The present embodiment can be using the distributed treatment framework (also referred to as MapReduce frameworks) based on MapReduce, and the specific framework of the MapReduce frameworks wherein used in the present embodiment can be as shown in Figure 1.In the process of implementation, pending data are existed in internal memory in map modes.According to be specifically the MapReduce frameworks based on hadoop, for the extraction of feature, the feature field and special field of data are extracted and exported in the map stages, and in the reduce stages, accumulative identical feature field;For sample, sampling is carried out in the map stages, the feature samples that have recorded sample signature are exported in the reduce stages.
The embodiment of the present invention provides a kind of processing method of data characteristics, as shown in Fig. 2 including:
S1, from business log acquisition plaintext sample.

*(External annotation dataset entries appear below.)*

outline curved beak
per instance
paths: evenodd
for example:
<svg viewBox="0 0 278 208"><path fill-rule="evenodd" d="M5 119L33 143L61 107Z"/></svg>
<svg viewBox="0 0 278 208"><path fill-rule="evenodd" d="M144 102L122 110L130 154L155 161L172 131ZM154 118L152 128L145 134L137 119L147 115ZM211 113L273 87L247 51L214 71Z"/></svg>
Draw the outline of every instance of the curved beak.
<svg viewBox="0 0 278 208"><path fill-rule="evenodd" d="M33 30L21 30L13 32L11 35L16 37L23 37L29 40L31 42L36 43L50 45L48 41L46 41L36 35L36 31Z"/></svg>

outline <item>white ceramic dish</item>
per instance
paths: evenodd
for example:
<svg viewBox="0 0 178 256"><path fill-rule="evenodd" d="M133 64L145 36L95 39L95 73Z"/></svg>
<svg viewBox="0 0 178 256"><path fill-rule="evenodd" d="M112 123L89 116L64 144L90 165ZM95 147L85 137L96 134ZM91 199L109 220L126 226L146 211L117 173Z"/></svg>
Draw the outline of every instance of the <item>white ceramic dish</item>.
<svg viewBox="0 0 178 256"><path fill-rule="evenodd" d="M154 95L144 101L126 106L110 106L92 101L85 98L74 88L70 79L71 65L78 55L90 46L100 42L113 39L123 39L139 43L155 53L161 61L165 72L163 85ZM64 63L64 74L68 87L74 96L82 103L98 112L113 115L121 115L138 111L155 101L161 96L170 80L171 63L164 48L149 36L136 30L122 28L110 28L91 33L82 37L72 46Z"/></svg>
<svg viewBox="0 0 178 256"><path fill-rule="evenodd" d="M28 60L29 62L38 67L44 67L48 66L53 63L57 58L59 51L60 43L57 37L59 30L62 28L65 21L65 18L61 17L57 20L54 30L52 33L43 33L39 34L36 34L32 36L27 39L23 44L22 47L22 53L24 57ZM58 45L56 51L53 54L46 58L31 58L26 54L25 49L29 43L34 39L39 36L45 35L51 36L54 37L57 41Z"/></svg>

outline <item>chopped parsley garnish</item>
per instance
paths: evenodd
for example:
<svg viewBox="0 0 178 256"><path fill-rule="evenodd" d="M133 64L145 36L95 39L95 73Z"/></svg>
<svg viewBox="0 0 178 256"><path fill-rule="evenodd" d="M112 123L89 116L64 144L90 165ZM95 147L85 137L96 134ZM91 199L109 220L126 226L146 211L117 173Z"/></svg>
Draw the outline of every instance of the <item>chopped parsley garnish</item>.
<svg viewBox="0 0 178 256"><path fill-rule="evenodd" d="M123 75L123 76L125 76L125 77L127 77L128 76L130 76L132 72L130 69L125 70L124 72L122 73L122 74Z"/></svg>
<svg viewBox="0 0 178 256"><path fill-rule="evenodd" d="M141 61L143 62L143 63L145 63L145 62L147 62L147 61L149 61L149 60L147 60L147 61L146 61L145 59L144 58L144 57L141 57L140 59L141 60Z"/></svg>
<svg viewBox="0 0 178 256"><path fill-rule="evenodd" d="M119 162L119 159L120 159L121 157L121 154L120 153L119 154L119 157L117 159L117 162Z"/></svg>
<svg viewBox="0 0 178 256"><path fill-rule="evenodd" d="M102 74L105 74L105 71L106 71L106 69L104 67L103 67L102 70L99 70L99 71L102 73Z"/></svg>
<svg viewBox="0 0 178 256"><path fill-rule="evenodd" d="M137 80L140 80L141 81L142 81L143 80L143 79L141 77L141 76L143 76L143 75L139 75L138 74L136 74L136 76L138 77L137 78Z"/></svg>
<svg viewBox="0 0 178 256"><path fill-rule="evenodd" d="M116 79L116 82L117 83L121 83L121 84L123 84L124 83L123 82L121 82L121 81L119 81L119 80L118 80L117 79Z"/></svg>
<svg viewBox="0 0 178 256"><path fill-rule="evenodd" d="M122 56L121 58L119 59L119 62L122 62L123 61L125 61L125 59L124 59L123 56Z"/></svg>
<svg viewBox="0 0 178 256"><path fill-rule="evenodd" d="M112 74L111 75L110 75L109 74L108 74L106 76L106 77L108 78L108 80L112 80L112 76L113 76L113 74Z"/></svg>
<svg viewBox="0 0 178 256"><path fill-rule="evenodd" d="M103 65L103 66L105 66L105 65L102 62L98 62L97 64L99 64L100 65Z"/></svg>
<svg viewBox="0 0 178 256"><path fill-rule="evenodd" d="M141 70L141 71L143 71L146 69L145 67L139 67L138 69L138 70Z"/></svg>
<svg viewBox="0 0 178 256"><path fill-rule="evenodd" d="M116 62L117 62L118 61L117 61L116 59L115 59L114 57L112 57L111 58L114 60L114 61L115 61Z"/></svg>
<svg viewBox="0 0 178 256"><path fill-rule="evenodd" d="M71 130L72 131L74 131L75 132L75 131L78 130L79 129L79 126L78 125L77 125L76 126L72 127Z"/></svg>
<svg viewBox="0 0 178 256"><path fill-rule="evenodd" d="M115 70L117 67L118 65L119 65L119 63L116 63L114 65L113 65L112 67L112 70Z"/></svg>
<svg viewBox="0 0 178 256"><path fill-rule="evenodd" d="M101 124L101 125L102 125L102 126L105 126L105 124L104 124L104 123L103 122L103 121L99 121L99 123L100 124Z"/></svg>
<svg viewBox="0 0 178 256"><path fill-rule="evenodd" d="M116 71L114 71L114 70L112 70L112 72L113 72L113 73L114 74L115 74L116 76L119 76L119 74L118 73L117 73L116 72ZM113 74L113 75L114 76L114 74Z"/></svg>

Wherein, plaintext sample at least includes special field and feature field, and special field includes the field for being used to represent to perform order and operational order.The daily record data that business diary is recorded when can be operation system operation, for example:The daily record data that advertisement delivery system is recorded when running.Plaintext sample can be the non-encrypted character in business diary, and acquired plaintext sample is specifically as follows the textual form for meeting tab separations, and the special field including being used to represent " exist and show " and " click ", such as:" show " and " clk ".
Process S1-S4, the server in map stages can specifically be performed in MapReduce frameworks.
S2, according to the feature class being pre-configured with, obtains feature in plain text, and record sample signature from the feature field.
In the present embodiment, the server in map stages reads the feature class that is pre-configured with, and feature class includes the field that is configured according to sequencing in feature class, and the field in feature class is identical with the content of at least one field in plaintext sample.The server in map stages reads the plaintext sample of input in key-value modes, and exist in internal memory in map modes according to the feature class being pre-configured with.Wherein, the internal memory described in the present embodiment can be specifically the internal memory of the local device of user or the internal memory of the server in map stages.
The server in map stages, which can be peeled off first, is used for the special field for representing " exist and show " and " click " in plaintext sample;Further according to the field contents described in the feature class being pre-configured with, the extraction feature field successively from plaintext sample.Sample signature correspondence plaintext sample, and for representing the special field of " exist and show " and " click " often repeatedly, therefore the same sample signature of content identical special field correspondence in same plaintext sample in plaintext sample.Wherein, sample signature can plaintext sample be pre-configured with by server-assignment or in plaintext sample when existing in map modes in internal memory.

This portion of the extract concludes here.